Tra le tante riflessioni che si possono fare dopo la visione di 1984 Orwell c’è l’impoverimento della lingua, la strategia di riduzione delle parole a disposizione delle persone.E’ ció sta succedendo. Sempre meno parole, sempre più frasi fatte, luoghi comuni. Pensieri ridotti a scatolette preconfezionate e timore di usare termini difficili.  

Ricordo un incontro in una scuola con Renato Troffa Sabot: alcuni studenti non intervennero dicendo di aver paura di non trovare le parole. In realtà non sapevano come esprimersi. Grave.

Leggere facebook conferma ció che sta accadendo, anche solo quando dopo un compleanno ci si trova a scrivere sempre “grazie per aver speso un po’ del vostro tempo”. Oppure quando leggi e rileggi stati fotocopia e diffusi con frasi come oggi è solo (nome serata), vivi e lascia vivere, dovrebbe essere vietato, su i bicchieri, vivo in paradiso e tutto il campionario di copia incolla lessicale e di frasi che tutti usano, accantonando la creatività e il pensiero. 

Oramai l’utente medio ha ridotto la sua azione a: condividere passivamente contenuti altrui senza certificarne la verità o usare frasi altrui (spesso di autori senza citarne la fonte) o commentare in maniera superficiale qualcosa.

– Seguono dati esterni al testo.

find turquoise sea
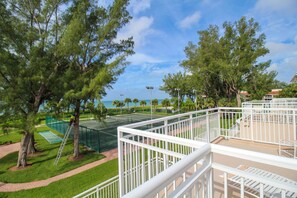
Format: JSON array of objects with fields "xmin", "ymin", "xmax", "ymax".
[{"xmin": 102, "ymin": 99, "xmax": 162, "ymax": 108}]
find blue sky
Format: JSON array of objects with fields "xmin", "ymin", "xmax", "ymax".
[{"xmin": 103, "ymin": 0, "xmax": 297, "ymax": 100}]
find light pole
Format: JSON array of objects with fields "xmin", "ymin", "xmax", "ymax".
[
  {"xmin": 146, "ymin": 86, "xmax": 154, "ymax": 120},
  {"xmin": 193, "ymin": 89, "xmax": 197, "ymax": 111},
  {"xmin": 175, "ymin": 88, "xmax": 180, "ymax": 113}
]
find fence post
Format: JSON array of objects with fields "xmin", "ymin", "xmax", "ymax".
[
  {"xmin": 118, "ymin": 129, "xmax": 124, "ymax": 197},
  {"xmin": 218, "ymin": 108, "xmax": 222, "ymax": 136},
  {"xmin": 206, "ymin": 111, "xmax": 211, "ymax": 143},
  {"xmin": 97, "ymin": 130, "xmax": 101, "ymax": 153},
  {"xmin": 190, "ymin": 114, "xmax": 194, "ymax": 140},
  {"xmin": 163, "ymin": 120, "xmax": 168, "ymax": 168},
  {"xmin": 250, "ymin": 109, "xmax": 254, "ymax": 141},
  {"xmin": 293, "ymin": 110, "xmax": 297, "ymax": 142}
]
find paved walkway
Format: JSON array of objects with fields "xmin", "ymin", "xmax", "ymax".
[{"xmin": 0, "ymin": 143, "xmax": 118, "ymax": 192}]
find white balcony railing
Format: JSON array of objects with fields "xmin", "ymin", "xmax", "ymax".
[
  {"xmin": 242, "ymin": 98, "xmax": 297, "ymax": 108},
  {"xmin": 73, "ymin": 108, "xmax": 297, "ymax": 197},
  {"xmin": 118, "ymin": 127, "xmax": 297, "ymax": 197}
]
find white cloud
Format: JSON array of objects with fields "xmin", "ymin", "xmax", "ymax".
[
  {"xmin": 254, "ymin": 0, "xmax": 297, "ymax": 15},
  {"xmin": 179, "ymin": 11, "xmax": 201, "ymax": 29},
  {"xmin": 266, "ymin": 42, "xmax": 297, "ymax": 60},
  {"xmin": 117, "ymin": 16, "xmax": 156, "ymax": 48},
  {"xmin": 266, "ymin": 37, "xmax": 297, "ymax": 82},
  {"xmin": 130, "ymin": 0, "xmax": 151, "ymax": 14},
  {"xmin": 128, "ymin": 52, "xmax": 163, "ymax": 65}
]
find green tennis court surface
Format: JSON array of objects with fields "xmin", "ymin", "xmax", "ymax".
[
  {"xmin": 46, "ymin": 113, "xmax": 164, "ymax": 152},
  {"xmin": 39, "ymin": 131, "xmax": 62, "ymax": 144}
]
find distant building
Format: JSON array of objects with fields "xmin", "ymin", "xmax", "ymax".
[
  {"xmin": 290, "ymin": 73, "xmax": 297, "ymax": 83},
  {"xmin": 263, "ymin": 89, "xmax": 282, "ymax": 100}
]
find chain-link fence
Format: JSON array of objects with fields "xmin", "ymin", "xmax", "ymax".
[{"xmin": 46, "ymin": 116, "xmax": 117, "ymax": 152}]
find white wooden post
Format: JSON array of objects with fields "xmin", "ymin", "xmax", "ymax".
[
  {"xmin": 118, "ymin": 129, "xmax": 124, "ymax": 197},
  {"xmin": 206, "ymin": 111, "xmax": 210, "ymax": 143}
]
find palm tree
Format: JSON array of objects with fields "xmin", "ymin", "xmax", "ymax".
[
  {"xmin": 133, "ymin": 98, "xmax": 139, "ymax": 107},
  {"xmin": 124, "ymin": 98, "xmax": 132, "ymax": 110},
  {"xmin": 140, "ymin": 100, "xmax": 146, "ymax": 111},
  {"xmin": 152, "ymin": 99, "xmax": 159, "ymax": 110},
  {"xmin": 111, "ymin": 100, "xmax": 120, "ymax": 112},
  {"xmin": 162, "ymin": 98, "xmax": 171, "ymax": 113}
]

Non elabora nulla di personale. Un pensiero scritto, una visione.

Le parole scarseggiano. Automaticamente i pensieri. Come in 1984.

Se togliete alle persone le parole cancellate il mondo. Già tanti hanno perso il mondo. 

Solo le buone letture e le conversazioni interessanti potranno salvarci. Ma sono tempi duri.